During the presidential debates we have heard questions and answers about wildfires, climate change (or its supposed non-existence), and the management of the environment, especially in terms of energy policy, fracking, and the Green New Deal, but the role that agriculture and food production play in these crises has not been tackled. Even during the most heated exchanges about the pandemic, little reference has been made to the connection between the high number of acute cases and deaths in the US and the incidence of obesity and non-communicable diseases connected with diet and nutrition, such as cardiovascular diseases, some types of cancer, and diabetes. Some remarks about these public health emergencies where made during Trump’s bout with COVID-19, as commentators pointed out that his diet is far from optimal and he is overweight. However, the physical wellbeing of Americans remains a private matter, as all the controversies about Obamacare and pre-existing conditions reveal. What we eat is our own business and our own choice, regardless of external influence and the socioeconomic context.
The indirect impact of many presidential policies and executive orders on the food system has not been explored during the debates, even if such measures were the object of discussion. The new rules on immigration had heavy consequences on the availability of labor, compounded by the abysmal working conditions and low wages of many rural workers.
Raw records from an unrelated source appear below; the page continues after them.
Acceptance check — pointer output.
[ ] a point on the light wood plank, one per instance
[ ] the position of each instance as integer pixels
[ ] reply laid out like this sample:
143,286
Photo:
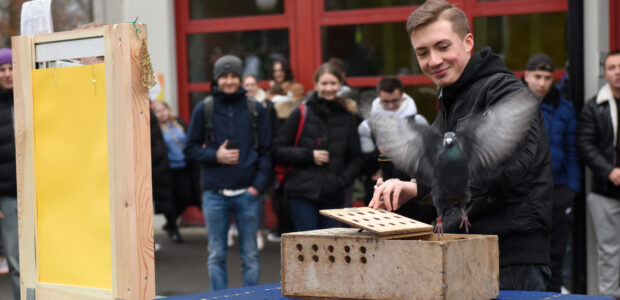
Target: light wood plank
49,291
68,35
23,58
381,222
130,166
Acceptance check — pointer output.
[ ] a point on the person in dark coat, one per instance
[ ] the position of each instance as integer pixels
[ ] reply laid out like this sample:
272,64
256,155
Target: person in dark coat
8,179
184,174
561,126
328,156
513,201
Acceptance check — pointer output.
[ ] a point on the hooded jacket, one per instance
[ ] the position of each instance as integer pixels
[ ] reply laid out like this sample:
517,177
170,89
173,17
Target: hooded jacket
230,121
406,110
513,200
330,126
597,138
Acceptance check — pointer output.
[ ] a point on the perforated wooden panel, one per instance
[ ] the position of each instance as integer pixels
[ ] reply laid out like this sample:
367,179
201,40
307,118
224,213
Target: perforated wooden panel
381,222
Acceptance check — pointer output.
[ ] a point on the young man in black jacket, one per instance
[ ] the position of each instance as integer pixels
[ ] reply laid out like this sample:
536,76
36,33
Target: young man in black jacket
235,167
514,200
597,140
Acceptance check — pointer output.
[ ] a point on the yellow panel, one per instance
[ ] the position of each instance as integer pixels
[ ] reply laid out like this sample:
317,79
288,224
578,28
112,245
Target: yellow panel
71,169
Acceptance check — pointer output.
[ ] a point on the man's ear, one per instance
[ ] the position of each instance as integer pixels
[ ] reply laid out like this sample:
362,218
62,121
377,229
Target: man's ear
468,40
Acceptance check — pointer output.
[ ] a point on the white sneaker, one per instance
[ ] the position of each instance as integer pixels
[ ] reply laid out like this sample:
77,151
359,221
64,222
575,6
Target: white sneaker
260,242
4,266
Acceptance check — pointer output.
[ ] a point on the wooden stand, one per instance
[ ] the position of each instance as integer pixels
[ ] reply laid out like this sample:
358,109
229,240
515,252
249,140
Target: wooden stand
347,263
129,163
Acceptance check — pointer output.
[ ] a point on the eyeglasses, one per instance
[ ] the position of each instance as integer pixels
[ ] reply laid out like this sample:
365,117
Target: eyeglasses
391,101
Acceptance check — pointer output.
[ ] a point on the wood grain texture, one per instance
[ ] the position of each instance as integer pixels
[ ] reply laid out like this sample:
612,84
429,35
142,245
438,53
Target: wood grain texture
23,64
68,35
131,197
49,291
381,222
344,263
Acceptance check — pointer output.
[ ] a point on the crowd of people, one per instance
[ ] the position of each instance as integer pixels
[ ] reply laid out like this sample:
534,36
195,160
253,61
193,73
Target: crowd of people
304,151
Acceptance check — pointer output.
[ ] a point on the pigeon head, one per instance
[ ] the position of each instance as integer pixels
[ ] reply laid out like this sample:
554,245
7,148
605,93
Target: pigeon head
449,138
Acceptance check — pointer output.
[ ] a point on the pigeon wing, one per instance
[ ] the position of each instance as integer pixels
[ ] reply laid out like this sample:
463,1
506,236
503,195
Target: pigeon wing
489,137
412,147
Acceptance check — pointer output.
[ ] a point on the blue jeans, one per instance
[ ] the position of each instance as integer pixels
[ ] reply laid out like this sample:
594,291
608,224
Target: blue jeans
217,209
8,206
306,216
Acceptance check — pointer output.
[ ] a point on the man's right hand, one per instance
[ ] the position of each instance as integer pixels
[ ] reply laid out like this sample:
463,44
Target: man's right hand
614,176
227,156
392,194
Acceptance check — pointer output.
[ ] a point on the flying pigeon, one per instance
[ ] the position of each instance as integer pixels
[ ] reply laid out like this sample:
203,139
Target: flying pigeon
448,162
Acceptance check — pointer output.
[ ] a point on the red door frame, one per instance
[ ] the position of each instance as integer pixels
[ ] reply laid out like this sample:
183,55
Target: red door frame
305,18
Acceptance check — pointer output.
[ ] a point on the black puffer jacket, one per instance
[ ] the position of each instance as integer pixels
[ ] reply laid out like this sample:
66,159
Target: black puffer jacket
328,126
595,141
8,186
514,200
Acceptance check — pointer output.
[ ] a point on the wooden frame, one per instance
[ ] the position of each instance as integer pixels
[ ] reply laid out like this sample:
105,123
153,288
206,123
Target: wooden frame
129,167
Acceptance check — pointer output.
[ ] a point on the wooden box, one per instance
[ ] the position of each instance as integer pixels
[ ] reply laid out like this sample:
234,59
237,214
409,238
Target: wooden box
392,258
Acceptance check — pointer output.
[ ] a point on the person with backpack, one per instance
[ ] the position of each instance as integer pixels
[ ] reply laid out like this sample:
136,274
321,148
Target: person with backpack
236,167
323,152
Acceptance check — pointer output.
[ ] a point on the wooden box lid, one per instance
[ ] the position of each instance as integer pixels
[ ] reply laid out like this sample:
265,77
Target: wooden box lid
380,222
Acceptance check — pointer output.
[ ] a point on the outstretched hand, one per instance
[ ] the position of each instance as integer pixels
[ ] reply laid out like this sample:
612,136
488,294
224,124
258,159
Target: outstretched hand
392,194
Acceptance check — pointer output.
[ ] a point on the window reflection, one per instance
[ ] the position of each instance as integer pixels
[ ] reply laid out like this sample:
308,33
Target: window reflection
371,49
256,48
202,9
357,4
515,38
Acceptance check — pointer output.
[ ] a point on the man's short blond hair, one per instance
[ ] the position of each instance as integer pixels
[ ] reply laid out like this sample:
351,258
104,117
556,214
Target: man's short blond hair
432,10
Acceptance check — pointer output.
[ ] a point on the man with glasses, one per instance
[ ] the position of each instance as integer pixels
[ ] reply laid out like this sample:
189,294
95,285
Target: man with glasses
392,101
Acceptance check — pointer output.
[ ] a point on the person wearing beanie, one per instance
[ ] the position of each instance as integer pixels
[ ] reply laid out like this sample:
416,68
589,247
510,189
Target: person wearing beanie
561,125
8,181
236,167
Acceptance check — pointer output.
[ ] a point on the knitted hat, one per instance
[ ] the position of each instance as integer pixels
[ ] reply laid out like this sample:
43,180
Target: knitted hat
540,62
227,64
6,56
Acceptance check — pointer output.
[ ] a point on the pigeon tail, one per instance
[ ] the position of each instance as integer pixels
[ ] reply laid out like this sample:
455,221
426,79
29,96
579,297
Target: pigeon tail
464,221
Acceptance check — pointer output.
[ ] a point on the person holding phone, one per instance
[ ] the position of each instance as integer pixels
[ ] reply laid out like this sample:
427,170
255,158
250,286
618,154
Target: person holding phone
327,157
229,134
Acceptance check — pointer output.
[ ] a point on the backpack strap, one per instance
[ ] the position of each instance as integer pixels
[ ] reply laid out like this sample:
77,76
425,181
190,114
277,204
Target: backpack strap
208,120
302,121
253,113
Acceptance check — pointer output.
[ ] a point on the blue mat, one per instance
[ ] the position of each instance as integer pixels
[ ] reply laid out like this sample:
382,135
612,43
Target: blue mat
272,291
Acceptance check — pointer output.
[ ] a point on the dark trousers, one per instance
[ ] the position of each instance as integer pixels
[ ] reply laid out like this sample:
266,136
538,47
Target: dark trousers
561,228
524,277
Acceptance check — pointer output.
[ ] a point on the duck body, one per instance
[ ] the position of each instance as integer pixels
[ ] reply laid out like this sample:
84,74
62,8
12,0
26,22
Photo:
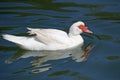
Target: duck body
49,39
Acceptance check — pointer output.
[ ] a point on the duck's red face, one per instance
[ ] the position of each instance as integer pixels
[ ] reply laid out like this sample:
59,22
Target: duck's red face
84,29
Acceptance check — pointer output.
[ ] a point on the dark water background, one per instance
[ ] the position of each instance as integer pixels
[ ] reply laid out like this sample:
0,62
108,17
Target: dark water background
102,17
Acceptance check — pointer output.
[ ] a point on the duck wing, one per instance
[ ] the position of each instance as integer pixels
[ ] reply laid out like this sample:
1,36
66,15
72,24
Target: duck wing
50,36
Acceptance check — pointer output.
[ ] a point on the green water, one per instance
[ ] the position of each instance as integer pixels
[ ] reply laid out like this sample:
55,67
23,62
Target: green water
102,17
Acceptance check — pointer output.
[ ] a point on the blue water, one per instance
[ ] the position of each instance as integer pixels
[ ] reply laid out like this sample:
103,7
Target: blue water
101,16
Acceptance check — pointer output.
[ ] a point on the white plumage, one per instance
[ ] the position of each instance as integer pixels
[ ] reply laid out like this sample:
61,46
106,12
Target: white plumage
50,39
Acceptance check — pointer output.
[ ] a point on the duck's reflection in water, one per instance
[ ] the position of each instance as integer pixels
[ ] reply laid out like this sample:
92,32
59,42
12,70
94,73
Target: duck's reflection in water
77,54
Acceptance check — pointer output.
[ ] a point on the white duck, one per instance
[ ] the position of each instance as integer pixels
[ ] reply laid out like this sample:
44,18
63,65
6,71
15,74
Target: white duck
51,39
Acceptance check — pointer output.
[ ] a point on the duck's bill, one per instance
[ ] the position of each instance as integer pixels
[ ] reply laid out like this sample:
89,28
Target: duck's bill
88,31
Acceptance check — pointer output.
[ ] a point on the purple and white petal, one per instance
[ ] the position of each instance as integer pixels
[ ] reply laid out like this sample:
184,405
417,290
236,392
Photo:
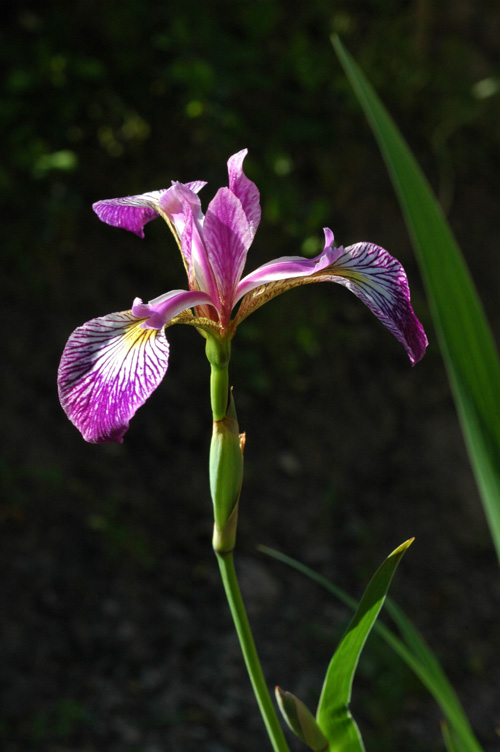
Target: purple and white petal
245,189
379,280
134,212
163,309
109,367
289,267
131,212
183,209
227,239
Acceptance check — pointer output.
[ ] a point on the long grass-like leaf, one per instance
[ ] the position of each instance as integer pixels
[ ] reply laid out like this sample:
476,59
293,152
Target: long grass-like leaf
333,715
465,339
414,651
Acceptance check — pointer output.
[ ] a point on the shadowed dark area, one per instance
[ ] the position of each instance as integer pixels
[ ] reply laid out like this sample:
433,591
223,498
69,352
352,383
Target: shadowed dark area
115,634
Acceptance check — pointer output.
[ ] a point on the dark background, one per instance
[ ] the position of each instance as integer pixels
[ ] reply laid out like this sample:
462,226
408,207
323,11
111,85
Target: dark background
114,631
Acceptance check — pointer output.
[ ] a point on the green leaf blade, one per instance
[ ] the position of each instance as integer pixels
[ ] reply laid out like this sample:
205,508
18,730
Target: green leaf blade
464,335
333,715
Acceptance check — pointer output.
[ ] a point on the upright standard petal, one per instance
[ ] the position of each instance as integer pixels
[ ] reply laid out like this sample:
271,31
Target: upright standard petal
134,212
288,268
245,189
109,367
227,238
182,208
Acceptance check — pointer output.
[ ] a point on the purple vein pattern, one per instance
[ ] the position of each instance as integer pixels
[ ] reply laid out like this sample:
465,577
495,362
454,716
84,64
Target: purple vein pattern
112,364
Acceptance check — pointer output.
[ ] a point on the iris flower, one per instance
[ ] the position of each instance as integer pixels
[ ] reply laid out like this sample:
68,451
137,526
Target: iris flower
112,364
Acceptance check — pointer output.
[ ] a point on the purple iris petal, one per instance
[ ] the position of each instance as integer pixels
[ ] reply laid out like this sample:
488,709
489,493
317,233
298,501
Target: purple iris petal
134,212
367,270
244,189
380,281
228,238
183,209
289,267
109,367
164,308
131,212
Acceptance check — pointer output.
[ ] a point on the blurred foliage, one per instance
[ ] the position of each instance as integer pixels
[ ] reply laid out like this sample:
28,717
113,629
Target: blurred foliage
100,99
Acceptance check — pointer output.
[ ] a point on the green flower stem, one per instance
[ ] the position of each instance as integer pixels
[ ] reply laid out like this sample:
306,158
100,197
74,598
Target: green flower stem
226,468
218,354
233,594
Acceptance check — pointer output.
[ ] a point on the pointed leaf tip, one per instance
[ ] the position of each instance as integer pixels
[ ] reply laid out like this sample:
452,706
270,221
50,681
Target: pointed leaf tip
301,721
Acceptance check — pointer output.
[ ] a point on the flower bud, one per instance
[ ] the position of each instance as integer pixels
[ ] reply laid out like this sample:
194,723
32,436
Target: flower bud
301,721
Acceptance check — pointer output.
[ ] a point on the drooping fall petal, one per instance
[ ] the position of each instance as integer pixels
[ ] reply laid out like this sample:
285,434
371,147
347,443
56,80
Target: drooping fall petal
161,310
183,209
287,268
380,281
109,367
245,189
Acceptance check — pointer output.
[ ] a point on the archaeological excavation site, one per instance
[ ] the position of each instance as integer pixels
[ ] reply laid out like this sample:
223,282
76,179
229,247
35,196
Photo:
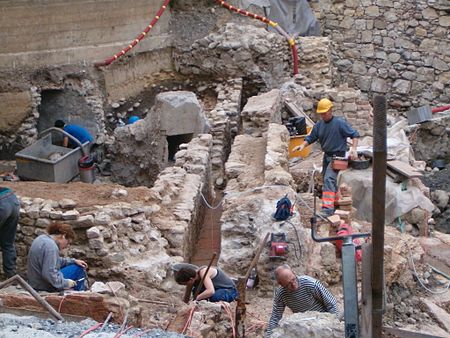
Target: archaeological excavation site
241,168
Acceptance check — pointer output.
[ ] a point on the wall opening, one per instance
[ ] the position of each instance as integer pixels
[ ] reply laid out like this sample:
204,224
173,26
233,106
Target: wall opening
174,142
67,105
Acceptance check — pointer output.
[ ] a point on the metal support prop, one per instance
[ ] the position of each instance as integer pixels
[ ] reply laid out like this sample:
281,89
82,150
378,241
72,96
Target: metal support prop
350,288
349,277
378,211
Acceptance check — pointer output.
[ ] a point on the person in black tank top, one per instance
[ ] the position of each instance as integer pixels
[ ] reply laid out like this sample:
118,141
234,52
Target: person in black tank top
217,286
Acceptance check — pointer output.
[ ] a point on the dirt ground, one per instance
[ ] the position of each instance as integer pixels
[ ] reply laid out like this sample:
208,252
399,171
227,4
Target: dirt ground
83,194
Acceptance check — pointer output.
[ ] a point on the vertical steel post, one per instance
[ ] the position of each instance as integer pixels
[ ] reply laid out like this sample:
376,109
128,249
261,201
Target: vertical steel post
350,288
378,211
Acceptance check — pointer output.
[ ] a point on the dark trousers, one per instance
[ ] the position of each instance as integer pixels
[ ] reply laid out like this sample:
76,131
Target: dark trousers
9,217
75,273
329,183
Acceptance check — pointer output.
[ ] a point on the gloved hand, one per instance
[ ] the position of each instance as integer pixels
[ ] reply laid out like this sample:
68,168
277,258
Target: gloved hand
71,283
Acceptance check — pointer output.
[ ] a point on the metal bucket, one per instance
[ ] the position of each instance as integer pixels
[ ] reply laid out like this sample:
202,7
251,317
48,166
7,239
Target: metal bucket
86,165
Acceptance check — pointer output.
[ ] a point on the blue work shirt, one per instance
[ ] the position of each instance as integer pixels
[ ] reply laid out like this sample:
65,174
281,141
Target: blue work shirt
332,135
80,133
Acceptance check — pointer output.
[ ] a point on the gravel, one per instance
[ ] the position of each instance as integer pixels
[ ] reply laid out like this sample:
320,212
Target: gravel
13,326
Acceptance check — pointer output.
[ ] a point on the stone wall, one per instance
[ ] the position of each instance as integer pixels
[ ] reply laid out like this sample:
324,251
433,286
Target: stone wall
396,48
178,191
348,102
224,120
36,34
430,140
257,179
243,50
276,169
139,151
260,111
24,115
132,242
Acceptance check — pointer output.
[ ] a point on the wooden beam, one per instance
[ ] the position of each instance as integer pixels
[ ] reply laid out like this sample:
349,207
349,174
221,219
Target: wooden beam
366,291
404,168
400,333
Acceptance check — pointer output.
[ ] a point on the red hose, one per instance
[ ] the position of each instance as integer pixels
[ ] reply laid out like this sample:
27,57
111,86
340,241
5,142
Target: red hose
275,25
295,57
439,109
95,327
137,40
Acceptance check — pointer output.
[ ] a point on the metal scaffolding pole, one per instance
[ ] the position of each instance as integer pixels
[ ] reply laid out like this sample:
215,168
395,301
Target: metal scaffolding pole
378,212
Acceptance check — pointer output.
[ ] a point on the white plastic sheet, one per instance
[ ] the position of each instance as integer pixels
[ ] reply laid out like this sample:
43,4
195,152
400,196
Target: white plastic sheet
398,201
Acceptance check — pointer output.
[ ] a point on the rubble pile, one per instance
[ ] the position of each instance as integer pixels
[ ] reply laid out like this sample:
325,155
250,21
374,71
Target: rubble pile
391,48
260,111
240,50
310,324
224,121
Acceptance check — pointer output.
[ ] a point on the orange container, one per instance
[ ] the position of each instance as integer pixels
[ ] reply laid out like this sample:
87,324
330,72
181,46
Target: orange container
339,164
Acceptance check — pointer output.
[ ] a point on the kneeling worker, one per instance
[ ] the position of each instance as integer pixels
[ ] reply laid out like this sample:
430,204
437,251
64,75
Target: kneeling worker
46,270
217,286
300,294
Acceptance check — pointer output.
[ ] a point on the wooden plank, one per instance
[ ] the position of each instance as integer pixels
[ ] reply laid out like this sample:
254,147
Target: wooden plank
296,112
366,291
407,334
404,169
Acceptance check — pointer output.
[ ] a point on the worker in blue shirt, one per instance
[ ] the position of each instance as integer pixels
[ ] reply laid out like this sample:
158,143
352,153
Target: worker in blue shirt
332,133
80,133
9,218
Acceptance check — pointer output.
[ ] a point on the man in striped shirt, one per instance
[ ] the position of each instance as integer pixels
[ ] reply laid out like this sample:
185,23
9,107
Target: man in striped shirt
300,294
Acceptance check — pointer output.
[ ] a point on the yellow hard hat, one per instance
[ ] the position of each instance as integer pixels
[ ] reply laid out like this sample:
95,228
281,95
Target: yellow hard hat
324,106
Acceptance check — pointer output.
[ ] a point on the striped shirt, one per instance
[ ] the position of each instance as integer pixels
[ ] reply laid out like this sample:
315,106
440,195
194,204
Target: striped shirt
310,295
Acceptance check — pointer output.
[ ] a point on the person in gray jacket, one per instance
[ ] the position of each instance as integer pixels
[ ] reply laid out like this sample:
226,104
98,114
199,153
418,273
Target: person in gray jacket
9,217
46,270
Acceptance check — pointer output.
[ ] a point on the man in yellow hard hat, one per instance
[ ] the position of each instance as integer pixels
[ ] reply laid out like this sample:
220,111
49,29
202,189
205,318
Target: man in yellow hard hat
332,133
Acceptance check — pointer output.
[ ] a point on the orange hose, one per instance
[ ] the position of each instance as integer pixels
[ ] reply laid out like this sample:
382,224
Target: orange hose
137,40
275,25
95,327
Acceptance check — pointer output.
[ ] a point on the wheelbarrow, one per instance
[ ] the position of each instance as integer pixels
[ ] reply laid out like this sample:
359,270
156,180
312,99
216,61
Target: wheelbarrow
44,161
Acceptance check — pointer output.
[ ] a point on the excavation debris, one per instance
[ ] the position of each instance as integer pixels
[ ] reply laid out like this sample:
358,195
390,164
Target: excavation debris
12,326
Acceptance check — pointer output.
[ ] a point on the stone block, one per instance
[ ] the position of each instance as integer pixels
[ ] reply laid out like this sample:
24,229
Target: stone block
67,204
70,215
85,221
93,232
43,222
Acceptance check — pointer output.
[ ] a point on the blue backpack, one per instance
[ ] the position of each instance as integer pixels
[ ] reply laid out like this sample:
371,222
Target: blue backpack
283,211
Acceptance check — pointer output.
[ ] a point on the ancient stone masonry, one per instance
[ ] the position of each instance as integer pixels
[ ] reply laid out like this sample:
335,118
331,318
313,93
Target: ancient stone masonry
396,48
139,151
260,111
249,204
347,102
110,238
131,237
431,140
224,121
76,98
276,169
324,325
178,190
The recent trade wars (amplified by the fear of contagion) and the all-but-declared end of the multilateral trade order that was consecrated by the establishment of the World Trade Organization in 1994 have been disastrous on US agriculture. The government has funneled subsidies to farmers in the billions, partly to ensure the survival of the sector (although the subsidies tend to go to large farms), partly to guarantee the support of an all-important political constituency, especially in the South and the Midwest. Moreover, in some area the relaxation of regulations on water usage have been welcome by farmers that resented the limitations imposed by the previous administration.
Overall, the separation between our roles as consumers and citizens is still prevalent and widely accepted. We can vote with our dollars to influence the industry, we can try to improve our diets as individuals, we can donate food to soup kitchen and food banks, or even volunteer in anti-hunger drives, but our impact on the food system through political representation is still quite limited. On the one hand, many voters may not be aware of their entanglement with supply chains, distribution systems, and even food production. On the other hand, politicians may have little incentive to change a comfortable situation in which the food industry lobby can move votes and funding.